Tuesday, April 18, 2006

The Chinese Are Getting Really Desperate

(Left) Photo from Drudge, and presumably they lifted it from some isolated little corner of HobbySpace somewhere. Cool view, from space, of an obnoxious Chinese dust storm.


The Chinese are getting really desperate when they start believing that cloud seeding will get them out of their jam:
Beijing will use artificial rainmaking to clear the air after a choking dust storm coated China's capital and beyond with yellow grit, prompting a health warning to keep children indoors, state media said Tuesday.

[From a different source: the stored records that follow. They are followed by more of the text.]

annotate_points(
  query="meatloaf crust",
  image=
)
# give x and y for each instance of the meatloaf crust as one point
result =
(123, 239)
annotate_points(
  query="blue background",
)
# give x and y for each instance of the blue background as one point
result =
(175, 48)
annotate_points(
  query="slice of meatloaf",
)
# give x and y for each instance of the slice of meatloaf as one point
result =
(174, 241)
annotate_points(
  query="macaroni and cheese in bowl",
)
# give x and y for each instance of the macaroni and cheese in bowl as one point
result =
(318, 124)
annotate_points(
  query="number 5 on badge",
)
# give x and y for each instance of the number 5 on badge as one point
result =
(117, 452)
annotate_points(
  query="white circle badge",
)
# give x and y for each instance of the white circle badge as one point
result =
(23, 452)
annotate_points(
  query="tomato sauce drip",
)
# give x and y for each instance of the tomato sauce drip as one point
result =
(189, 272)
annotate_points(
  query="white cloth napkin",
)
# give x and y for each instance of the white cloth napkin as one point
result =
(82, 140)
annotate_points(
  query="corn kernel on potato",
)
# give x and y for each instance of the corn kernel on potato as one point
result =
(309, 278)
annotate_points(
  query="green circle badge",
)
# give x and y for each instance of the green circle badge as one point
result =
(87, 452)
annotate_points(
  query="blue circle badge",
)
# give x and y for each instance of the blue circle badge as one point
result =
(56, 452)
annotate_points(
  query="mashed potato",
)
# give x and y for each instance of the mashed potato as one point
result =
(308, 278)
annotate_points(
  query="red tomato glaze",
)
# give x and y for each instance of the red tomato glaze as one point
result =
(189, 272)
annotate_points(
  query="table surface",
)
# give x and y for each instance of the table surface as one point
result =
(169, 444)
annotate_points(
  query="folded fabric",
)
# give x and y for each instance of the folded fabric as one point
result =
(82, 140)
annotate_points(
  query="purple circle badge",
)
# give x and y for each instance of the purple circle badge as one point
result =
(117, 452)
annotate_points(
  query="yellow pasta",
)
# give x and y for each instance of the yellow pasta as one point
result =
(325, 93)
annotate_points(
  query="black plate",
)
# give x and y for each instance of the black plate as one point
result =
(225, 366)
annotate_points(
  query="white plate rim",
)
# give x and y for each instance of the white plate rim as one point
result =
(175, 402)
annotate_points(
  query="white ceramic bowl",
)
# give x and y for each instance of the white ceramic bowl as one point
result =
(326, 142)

... The government was preparing to seed clouds to make rain to clear the air, state TV said, citing the Central Meteorological Bureau. It did not elaborate, and the bureau refused to release more information.

Storms carrying chalky dust from the north China plain hit Beijing every spring, but newspapers said this week's was the heaviest since at least 2001. The Beijing Daily Messenger said 300,000 tons of sand and dust were dumped on the city Monday.

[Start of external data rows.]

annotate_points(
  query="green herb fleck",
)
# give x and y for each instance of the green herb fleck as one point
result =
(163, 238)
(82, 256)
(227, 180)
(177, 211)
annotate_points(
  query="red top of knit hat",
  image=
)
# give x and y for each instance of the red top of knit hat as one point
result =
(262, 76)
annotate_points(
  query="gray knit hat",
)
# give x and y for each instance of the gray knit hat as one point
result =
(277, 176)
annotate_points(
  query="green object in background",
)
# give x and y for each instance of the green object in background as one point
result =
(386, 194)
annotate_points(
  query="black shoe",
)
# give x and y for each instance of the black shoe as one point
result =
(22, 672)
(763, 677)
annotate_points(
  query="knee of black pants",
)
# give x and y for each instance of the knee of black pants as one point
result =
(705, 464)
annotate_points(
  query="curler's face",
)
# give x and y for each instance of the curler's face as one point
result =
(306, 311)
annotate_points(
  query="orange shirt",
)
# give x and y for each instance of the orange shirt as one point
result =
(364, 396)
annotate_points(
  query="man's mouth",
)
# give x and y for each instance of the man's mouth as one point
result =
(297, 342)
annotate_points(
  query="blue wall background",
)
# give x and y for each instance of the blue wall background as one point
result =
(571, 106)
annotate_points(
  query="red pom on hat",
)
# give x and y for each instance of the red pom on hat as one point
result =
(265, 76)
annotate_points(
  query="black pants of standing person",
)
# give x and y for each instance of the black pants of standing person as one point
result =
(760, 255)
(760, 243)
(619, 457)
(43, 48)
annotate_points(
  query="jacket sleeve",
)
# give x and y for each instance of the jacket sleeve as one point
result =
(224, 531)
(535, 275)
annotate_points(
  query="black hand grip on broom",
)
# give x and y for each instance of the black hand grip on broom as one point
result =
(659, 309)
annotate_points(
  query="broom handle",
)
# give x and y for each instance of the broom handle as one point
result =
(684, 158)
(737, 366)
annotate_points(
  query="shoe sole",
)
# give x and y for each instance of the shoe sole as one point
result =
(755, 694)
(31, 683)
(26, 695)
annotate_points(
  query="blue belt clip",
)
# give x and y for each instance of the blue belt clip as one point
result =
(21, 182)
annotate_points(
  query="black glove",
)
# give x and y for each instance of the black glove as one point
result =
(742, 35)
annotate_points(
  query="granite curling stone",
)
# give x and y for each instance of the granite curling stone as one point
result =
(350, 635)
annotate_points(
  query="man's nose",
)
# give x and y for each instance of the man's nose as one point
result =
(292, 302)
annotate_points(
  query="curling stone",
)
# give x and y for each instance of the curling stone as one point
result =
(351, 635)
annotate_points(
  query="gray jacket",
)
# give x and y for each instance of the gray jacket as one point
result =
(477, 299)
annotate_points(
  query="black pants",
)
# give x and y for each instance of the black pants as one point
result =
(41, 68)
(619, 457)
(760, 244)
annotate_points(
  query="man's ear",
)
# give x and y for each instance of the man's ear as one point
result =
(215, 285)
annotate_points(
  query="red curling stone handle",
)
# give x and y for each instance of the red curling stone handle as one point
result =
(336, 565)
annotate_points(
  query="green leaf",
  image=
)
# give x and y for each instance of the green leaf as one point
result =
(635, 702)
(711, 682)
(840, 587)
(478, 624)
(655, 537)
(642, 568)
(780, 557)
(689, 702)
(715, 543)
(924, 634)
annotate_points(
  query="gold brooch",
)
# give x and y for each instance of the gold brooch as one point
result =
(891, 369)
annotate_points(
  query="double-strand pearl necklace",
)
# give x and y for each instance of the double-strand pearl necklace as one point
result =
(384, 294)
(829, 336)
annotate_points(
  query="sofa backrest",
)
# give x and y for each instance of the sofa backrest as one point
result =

... The dust reached Tokyo on Tuesday, the first time that has happened in six years, said Naoko Takashina of Japan's Meteorological Agency. Dust from China was found in more than 50 locations throughout the country, she said.

... In South Korea, a light layer of dust blanketed the country, but no ill effects were reported. Rain was forecast overnight Tuesday, and the weather bureau said it should clear the air.

The dust storms are expected to last through at least Wednesday in Beijing, neighboring Tianjin and a swath of north China stretching from Jilin province in the northeast through Inner Mongolia to Xinjiang in the desert northwest, the China Daily and other media said.

... China's government has been replanting "green belts" of trees throughout the north in an effort to trap the dust after decades when the storms worsened amid heavy tree-cutting.

Last week, the western Xinjiang region was hit by its worst sandstorm in decades, which killed one person and left thousands stranded after sand covered railways and high winds smashed train and car windows.